Telling life stories through recipes

Students in the Anthropology of Food course create cookbooks that share their personal journeys.
Traci Ardren holding a cookbook
Traci Ardren holds a cookbook created by Catalina Char, a student in her Anthropology of Food course. 

Toward the end of Traci Ardren’s Anthropology of Food class, students receive an unusual assignment: they are asked to tell the story of their life through recipes.

“It was definitely one of the most dynamic and fun homework assignments I’ve ever had,” said Isabella Arosemena, a senior majoring in environmental science and policy who took the course in the fall. “I was thinking about recipes that were integral to my childhood or just to me as a person, recipes that were my first time cooking by myself or that I adapted to fit more with my lifestyle.”

This is precisely the kind of reflection about food and identity that Ardren, a professor in the Department of Anthropology at the College of Arts and Sciences, hopes to inspire with the cookbook assignment.

“I ask them to tell the story of who they are through 10 recipes,” she said. “I really appreciate that the students take this assignment seriously. It’s a powerful sort of lens.”

The cookbooks provide a window into not only the experiences of Ardren’s students, but also the diversity at the University of Miami. When Ardren taught the course in the fall, one of her students created a cookbook showcasing both Polish and Indian recipes. Other cookbooks shared recipes from Syria and Lebanon, the southern United States, different parts of Latin America, and Jewish holiday traditions. To accompany each recipe, the students wrote a paragraph about why they chose that dish. 

“I think it’s a very tangible way to see how diverse the campus is,” Ardren said.

Isabella Arosemena's cookbook
In her cookbook, Isabella Arosemena included pictures of her conversations about recipes with family members and friends, as well as a photo of her great-great-grandmother’s instructions for making ron ponche.

Arosemena, whose family is Panamanian, included her mother’s ceviche recipe in her cookbook, along with recipes shared by her grandmother. Among them was her great-great-grandmother’s instructions for making ron ponche, which is similar to eggnog and which the family makes every year at Christmastime. Arosemena’s grandmother sent her a photo of the recipe, which was written in her great-great-grandmother’s handwriting on “a really old, weathered piece of paper.”

Other recipes in Arosemena’s cookbook reflect more recent life experiences. She included a spicy ahí sauce her host family made when she studied abroad in Ecuador’s Galapagos Islands, as well as a chili recipe she adapted to make it vegetarian when she stopped eating meat in college.

Arosemena said the most challenging part of the assignment was getting recipes from her mother, who cooks from memory and doesn’t measure ingredients. For her mother’s recipes, Arosemena included the proportions for the ingredients instead of exact measurements.
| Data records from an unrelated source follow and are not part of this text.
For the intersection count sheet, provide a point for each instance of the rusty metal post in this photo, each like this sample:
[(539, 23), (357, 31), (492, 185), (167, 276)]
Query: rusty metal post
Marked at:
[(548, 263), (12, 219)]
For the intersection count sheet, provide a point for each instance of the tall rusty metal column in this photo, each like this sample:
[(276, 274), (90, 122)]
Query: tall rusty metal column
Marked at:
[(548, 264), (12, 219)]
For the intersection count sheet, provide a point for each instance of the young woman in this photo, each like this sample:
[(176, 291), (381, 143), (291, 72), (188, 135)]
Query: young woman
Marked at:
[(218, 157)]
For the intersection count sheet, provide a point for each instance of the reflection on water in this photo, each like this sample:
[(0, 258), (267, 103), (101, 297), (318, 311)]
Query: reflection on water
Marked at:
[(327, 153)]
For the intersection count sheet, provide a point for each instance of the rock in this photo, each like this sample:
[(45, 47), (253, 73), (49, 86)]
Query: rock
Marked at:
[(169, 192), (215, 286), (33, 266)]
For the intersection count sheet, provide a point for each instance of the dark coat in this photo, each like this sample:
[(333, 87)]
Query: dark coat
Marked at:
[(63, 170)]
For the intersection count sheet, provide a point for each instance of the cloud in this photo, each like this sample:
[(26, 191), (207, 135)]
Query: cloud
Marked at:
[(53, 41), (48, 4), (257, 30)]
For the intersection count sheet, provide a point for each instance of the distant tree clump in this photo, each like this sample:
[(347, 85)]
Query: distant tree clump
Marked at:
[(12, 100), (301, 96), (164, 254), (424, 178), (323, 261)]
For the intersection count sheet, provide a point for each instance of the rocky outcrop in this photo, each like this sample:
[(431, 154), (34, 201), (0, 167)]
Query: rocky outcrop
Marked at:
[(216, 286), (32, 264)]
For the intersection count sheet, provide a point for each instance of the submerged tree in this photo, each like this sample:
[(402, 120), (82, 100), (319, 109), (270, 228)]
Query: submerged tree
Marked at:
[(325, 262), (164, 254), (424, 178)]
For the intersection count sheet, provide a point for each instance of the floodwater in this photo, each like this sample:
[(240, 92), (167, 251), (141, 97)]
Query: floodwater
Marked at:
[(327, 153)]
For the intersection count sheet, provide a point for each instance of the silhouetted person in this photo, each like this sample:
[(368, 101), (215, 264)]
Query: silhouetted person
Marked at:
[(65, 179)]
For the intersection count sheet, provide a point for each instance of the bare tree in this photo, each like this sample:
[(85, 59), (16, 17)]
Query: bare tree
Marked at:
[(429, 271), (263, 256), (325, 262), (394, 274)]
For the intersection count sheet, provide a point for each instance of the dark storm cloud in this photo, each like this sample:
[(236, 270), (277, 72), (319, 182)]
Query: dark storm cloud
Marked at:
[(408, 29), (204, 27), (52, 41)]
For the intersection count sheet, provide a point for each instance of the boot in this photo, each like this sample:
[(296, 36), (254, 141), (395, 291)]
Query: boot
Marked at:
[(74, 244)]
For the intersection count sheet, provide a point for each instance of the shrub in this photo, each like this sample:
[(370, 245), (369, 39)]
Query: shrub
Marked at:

In addition to exploring their families’ food traditions, students visit a historic cookbook collection in Special Collections in the University libraries to conduct research for the assignment. The Anthropology of Food class also examines broader issues related to food, identity, and culture. The course covers everything from the types of things humans evolved to eat to the role cookbooks have played in creating national identities. 

“We talk about race and food, we talk about gender and food, and we move eventually into nationality or nation-making,” Ardren said. “There’s a lot of scholarship on the role of cookbooks in creating a national identity. When India became an independent country, one of the things it did was bring all these different regional cultures together under an umbrella, and cookbooks have been used to help that process.”

Students also complete an assignment that involves experiencing and writing about a food culture with which they are unfamiliar. Arosemena chose to learn about Russian food because she has a Russian roommate.

“I’d never had Russian food. I’d never really thought about trying it,” she said. “We went to a Russian restaurant, and it was a really wonderful experience. I’m grateful for that experience and for learning as much as I could about the culture.”

At the end of the course, students can choose to donate their cookbooks to Special Collections.

Arosemena decided to donate her cookbook and also share it with family members. With help from one of her sisters, she handmade copies of the cookbook to give to another sister and to her grandmother as Christmas and birthday presents.